Tentu saja kesederhanaan cara pikir saya semasa kecil itu tidak benar.Jelas sekali bahwa apa yang disebut sebagai mengisi kemerdekaan mesti dilakukan kapan saja, bukan saat agustusan thok. Belakangan, ketika sekolah di SMP baru saya tahu --- dan ini yang lebih penting --- bahwa mengisi kemerdekaan harus dengan kerja keras, mengisi hari-hari dengan prestasi. Akan tetapi, dari tahun ke tahun, yang hadir di depan kita adalah kenyataan bahwa mengisi kemerdekaan cukup dengan hanya memeriahkan agustusan. Tidak lebih. Nampaknya, pendidikan nasionalisme kita memang masih sebatas menanamkan “simbol-simbol” dan belum bergerak mengarah ke penanaman substansi. Ketika hendak menghargai jasa petani, misalnya, anak-anak belum diajak ke sawah, ikut bergelut dengan lumpur, sembari mendengarkan cerita bapak-bapak tani yang kesulitan meninggikan harga jual padi saat panen tiba. Sehingga, mengisi kemerdekaan dalam konteks menghormati petani, seharusnya bisa bermakna juga bagaimana berpikir semampu kita membantu pak tani menyelesaikan problem-problemnya. Atau setidaknya, akrab mengetahui masalahnya tersebut. Namun sekali lagi, di luar agenda agustusan, kita belum terbiasa mengeksplor nasionalisme itu dalam tataran substansi-substansi riil keseharian kita. Yang kita lakukan baru menampilkan simbol-simbol nasionalisme, itupun hanya saat agustusan.
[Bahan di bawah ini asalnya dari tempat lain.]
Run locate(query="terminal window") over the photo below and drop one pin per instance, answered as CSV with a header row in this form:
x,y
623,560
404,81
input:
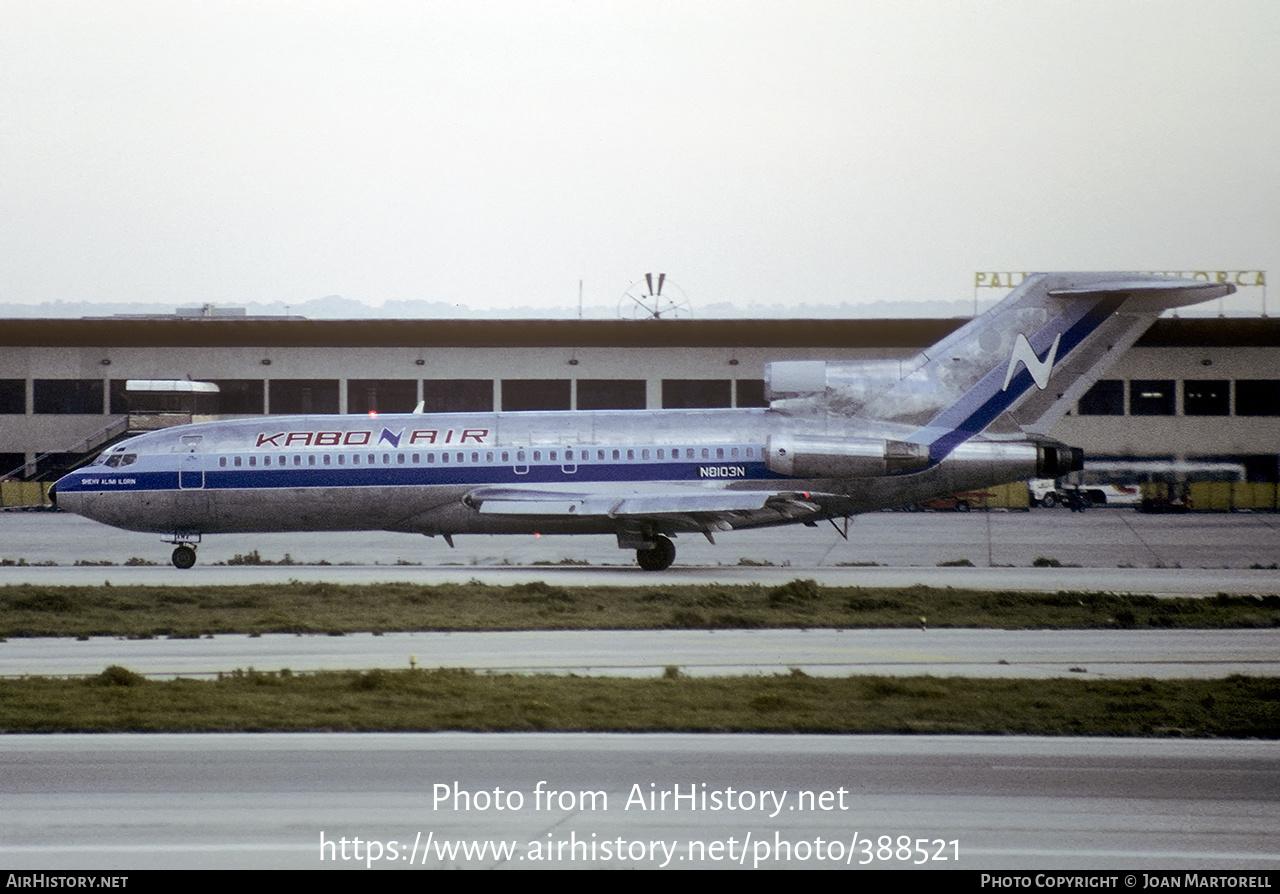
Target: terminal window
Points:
x,y
535,393
457,396
304,396
1105,398
68,396
241,397
1151,397
750,392
1257,397
1206,397
13,396
696,393
611,395
382,395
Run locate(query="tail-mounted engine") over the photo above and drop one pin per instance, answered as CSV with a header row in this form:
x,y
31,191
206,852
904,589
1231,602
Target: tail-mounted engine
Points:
x,y
810,456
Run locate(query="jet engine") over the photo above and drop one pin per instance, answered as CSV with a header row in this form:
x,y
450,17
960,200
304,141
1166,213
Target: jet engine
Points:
x,y
812,456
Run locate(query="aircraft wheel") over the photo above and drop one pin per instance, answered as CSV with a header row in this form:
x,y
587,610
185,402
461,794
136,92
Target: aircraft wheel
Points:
x,y
659,556
183,556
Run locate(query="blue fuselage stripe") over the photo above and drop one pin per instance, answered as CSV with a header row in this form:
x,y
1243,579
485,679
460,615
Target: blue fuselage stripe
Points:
x,y
408,475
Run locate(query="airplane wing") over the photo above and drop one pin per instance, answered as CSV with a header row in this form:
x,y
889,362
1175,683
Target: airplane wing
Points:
x,y
684,507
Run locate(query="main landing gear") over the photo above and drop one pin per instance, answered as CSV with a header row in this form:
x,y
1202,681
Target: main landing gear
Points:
x,y
183,556
659,556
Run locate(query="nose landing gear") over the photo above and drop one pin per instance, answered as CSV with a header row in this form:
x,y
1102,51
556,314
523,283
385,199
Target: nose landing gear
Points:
x,y
183,556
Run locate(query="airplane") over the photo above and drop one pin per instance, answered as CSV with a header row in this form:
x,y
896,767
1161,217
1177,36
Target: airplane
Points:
x,y
839,438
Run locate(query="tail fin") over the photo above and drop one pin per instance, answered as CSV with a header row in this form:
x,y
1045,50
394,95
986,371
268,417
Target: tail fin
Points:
x,y
1016,369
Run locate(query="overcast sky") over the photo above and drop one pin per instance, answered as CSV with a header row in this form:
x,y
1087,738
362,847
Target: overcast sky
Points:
x,y
494,154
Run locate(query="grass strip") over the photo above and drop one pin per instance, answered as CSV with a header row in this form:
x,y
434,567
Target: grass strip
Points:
x,y
28,610
457,699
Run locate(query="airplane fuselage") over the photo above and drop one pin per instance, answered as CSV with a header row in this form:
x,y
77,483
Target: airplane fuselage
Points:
x,y
414,473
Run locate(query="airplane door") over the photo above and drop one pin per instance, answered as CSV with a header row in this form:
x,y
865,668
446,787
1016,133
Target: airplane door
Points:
x,y
191,468
191,471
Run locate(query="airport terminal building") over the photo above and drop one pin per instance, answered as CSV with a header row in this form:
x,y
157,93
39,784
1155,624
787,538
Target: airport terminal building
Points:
x,y
1191,391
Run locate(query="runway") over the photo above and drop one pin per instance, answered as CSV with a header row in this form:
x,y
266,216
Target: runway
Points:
x,y
986,653
1109,550
127,802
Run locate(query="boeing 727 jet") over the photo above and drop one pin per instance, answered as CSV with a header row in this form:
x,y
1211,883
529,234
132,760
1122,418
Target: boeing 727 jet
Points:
x,y
837,438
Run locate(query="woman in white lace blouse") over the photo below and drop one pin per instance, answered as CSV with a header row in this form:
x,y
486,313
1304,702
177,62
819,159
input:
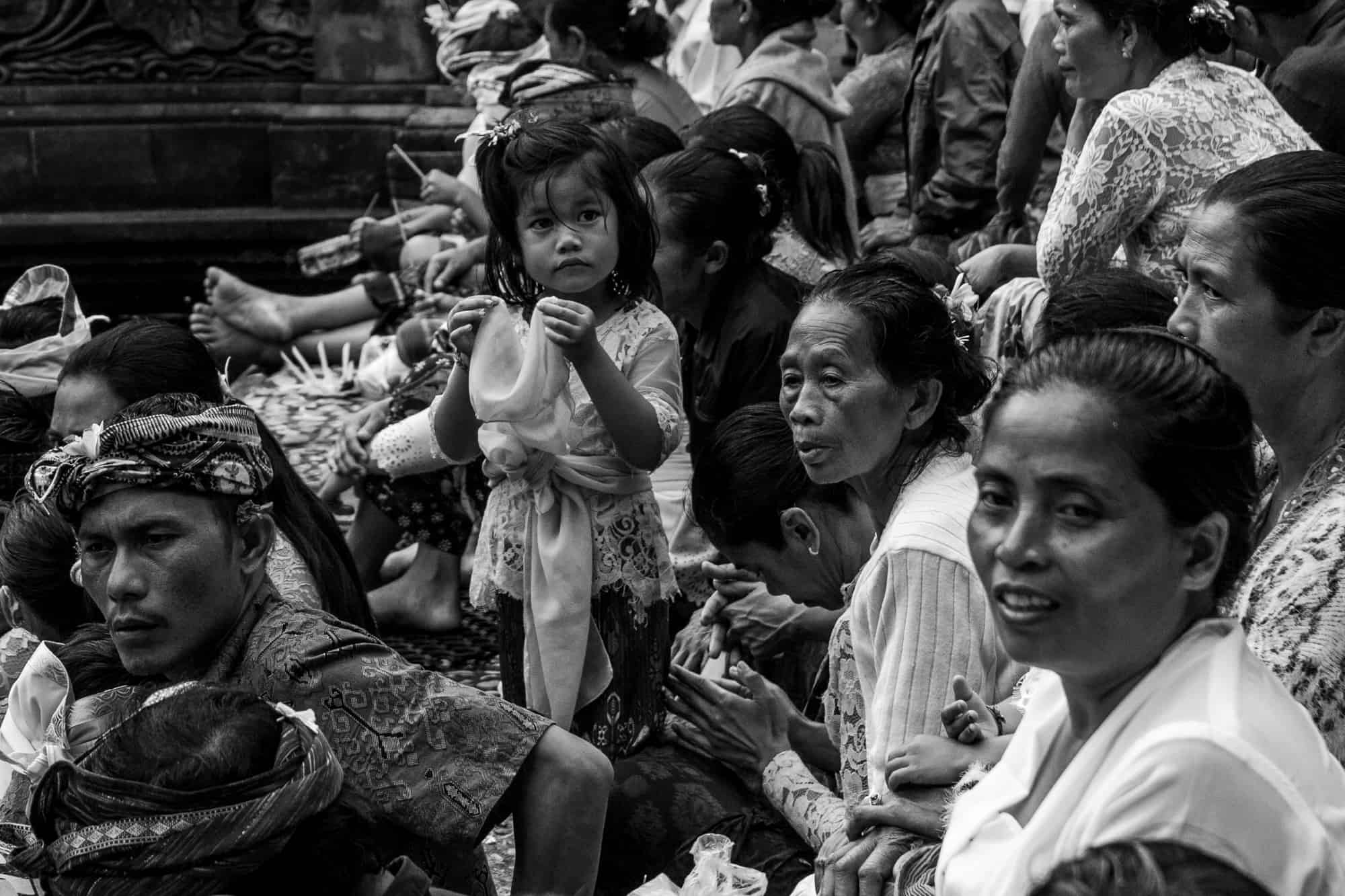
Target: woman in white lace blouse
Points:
x,y
1156,127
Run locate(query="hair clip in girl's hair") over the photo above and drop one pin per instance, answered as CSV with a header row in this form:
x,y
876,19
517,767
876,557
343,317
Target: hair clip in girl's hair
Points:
x,y
1218,11
762,189
505,132
766,200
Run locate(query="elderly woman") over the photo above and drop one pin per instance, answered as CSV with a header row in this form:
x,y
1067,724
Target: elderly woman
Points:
x,y
1264,295
1116,487
794,544
1155,128
876,382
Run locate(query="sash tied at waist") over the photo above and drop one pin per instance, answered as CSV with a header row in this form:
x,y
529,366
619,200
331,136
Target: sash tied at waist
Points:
x,y
520,391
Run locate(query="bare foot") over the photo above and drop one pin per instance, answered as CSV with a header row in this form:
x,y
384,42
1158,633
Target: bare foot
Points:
x,y
225,342
399,563
249,309
424,598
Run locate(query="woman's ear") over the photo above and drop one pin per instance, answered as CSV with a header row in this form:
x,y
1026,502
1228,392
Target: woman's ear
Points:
x,y
1327,333
925,403
1207,542
798,529
716,257
258,537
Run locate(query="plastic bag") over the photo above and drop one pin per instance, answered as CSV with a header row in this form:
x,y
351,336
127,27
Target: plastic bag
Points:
x,y
716,874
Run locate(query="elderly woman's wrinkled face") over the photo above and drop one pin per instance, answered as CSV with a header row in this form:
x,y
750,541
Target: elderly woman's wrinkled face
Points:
x,y
1083,568
1091,52
1227,310
847,416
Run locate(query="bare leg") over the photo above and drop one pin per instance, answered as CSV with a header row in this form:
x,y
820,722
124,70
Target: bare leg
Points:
x,y
279,318
372,536
228,343
424,598
560,814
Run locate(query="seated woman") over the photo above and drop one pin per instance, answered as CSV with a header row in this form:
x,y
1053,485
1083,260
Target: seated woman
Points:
x,y
814,235
1262,295
876,381
884,32
1156,127
966,58
623,37
1105,560
255,791
785,77
42,603
41,323
804,542
143,358
716,214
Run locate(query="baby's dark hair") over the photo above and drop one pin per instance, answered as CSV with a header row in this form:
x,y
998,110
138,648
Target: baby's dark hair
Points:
x,y
642,139
32,322
748,474
1106,299
1156,868
93,663
512,165
37,552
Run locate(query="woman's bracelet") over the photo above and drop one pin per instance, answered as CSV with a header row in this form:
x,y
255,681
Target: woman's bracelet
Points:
x,y
1000,719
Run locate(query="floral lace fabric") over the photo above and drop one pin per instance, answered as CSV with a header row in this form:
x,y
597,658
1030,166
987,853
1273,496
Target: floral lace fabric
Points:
x,y
1152,154
812,807
629,542
1291,598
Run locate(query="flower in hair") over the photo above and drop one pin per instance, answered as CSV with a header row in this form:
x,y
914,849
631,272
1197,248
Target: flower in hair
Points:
x,y
1218,11
505,132
763,192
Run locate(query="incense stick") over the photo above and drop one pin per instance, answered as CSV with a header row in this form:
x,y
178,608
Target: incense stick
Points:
x,y
408,161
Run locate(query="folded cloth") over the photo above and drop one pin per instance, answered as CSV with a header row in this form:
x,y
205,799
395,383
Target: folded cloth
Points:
x,y
520,391
33,369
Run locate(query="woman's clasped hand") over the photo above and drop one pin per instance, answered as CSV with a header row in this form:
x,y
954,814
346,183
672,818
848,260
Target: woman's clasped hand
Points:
x,y
743,721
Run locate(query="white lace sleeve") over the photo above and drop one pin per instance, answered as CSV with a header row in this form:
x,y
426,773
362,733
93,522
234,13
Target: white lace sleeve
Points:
x,y
1101,198
408,447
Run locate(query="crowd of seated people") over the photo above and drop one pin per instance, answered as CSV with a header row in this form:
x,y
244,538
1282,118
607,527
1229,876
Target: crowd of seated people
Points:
x,y
843,475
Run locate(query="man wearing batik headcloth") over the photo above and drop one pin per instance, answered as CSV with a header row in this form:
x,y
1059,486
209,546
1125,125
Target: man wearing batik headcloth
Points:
x,y
169,506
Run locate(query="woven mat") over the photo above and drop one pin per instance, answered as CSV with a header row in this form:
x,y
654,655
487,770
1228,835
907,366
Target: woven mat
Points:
x,y
307,425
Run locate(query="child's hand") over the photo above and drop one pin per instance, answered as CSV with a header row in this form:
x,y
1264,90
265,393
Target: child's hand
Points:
x,y
442,189
467,317
964,717
929,759
571,326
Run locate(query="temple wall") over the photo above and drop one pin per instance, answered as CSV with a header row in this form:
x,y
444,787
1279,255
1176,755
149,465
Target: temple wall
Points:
x,y
142,140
Sehingga, susah untuk menghilangkan kesan yang terpatri dalam benak saya sewaktu kecil di atas. Bahwa mengisi kemerdekaan adalah dengan merayakan agustusan.
Budaya Serba Simbol
Rupa-rupanya kita telanjur hidup dalam alam yang serba simbolik. Kita telanjur lebih mengutamakan symbol-simbol ketimbang isi. Dalam acara-acara formal, hal itu nampak sekali. Lihatlah, betapa agenda-agenda birokrasi kita sangat menonjolkan aspek simbol. Setiap acara yang digelar biasanya lebih menekankan sisi formalitasnya. Akhirnya substansi acara itu sendiri jadi hilang. Berapa banyak kita dapati misalnya, dialog antara seorang pejabat dengan kalangan masyarakat, begitu sangat formal sehingga pertemuan yang ada akhirnya lebih sebagai basa-basi ketimbang menampung apa aspirasi masyarakat tersebut. Kehadiran seorang menteri, gubernur, ataupun bupati di forum-forum tatap muka dengan warga, susah kita menemukan substansi yang konkrit yang bisa ditindaklanjuti pasca pertemuan itu. Kalaupun ada hal itu sangat sedikit prosentasenya dibandingkan suasana formal-simboliknya.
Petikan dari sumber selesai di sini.